ゲド戦記 帰還

 物語は英雄譚から反転して、その後の力を現実に移り変わる。再びテナーが話の中心になりゲドを眺める。テナーは巫女の立場から自分を取り戻すために逃れて一人の女性として生きてきた。僕なんかが見ると、自分の出身の違いを感じさせないように地域に溶け込み、農場をもち子供を成長させて立派な生き方だ。しかしテナーは、成功を感じながら女性という立場に自分を反映されられていないと考えている。ゲドの社会的な自分を失った姿を語るにはふさわしい人物だろう。

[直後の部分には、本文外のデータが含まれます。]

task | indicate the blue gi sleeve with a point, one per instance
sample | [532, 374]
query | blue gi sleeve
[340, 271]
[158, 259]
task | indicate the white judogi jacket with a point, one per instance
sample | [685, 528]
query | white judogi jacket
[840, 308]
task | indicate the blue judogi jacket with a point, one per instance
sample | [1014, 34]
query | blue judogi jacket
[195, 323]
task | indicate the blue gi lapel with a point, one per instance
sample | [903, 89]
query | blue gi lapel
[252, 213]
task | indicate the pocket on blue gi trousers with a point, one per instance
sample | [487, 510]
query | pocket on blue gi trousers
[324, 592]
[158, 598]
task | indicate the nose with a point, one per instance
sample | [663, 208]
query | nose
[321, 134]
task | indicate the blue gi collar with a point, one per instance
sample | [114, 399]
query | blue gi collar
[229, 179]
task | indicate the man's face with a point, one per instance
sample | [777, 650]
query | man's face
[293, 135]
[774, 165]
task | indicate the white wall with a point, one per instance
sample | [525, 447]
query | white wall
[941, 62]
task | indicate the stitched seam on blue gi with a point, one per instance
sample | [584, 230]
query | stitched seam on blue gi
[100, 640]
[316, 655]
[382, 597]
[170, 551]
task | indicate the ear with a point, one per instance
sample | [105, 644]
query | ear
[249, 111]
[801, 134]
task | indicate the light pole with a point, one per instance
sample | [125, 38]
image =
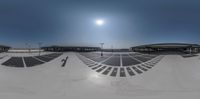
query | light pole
[101, 49]
[39, 45]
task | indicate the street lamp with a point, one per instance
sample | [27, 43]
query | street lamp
[39, 45]
[101, 48]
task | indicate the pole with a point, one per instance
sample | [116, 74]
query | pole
[39, 45]
[101, 49]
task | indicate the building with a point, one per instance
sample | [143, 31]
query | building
[70, 48]
[168, 47]
[4, 48]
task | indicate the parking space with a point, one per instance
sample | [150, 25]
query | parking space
[121, 64]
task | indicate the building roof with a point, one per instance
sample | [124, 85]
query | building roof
[168, 45]
[56, 46]
[4, 46]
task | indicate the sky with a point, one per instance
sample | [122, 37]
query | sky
[72, 22]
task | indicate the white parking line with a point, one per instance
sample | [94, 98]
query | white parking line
[24, 62]
[106, 59]
[39, 59]
[121, 64]
[135, 58]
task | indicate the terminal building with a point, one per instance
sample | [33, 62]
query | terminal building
[168, 47]
[70, 48]
[4, 48]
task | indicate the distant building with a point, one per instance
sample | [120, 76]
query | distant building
[176, 47]
[70, 48]
[4, 48]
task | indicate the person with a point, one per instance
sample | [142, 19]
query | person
[64, 61]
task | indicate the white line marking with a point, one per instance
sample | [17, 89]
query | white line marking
[39, 59]
[121, 64]
[106, 59]
[24, 62]
[135, 58]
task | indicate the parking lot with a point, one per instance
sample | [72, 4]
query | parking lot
[119, 64]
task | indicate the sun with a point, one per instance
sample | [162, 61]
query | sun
[99, 22]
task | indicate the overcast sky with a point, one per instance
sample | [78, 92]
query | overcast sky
[72, 22]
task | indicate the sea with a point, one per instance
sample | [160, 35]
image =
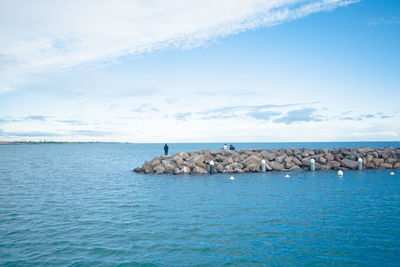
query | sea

 魔法を失い生き方を失ったゲドは、一人になれる場所をさがす。その姿が痛々しい。ゲドは偉大な魔法使いである一方で、一般的な人生を知らないあられな男だった。テナーはゲドを世話するうちに、ゲドと自分がどのように生きてきたかを考える。自分とは何か女とは何か、聡明な彼女でも説明できない。しかし、自分がゲドに変わらず惹かれる事を認め、再度生き方を変えようと決断する。自分という存在を言葉や理性でなく生きることで証明し、これからの人生において戦うことを受け入れたのだろうか。さすがゲド、この期待にキッチリ答えて男を見せる。帰還のタイトルにふさわしいエンディングだった。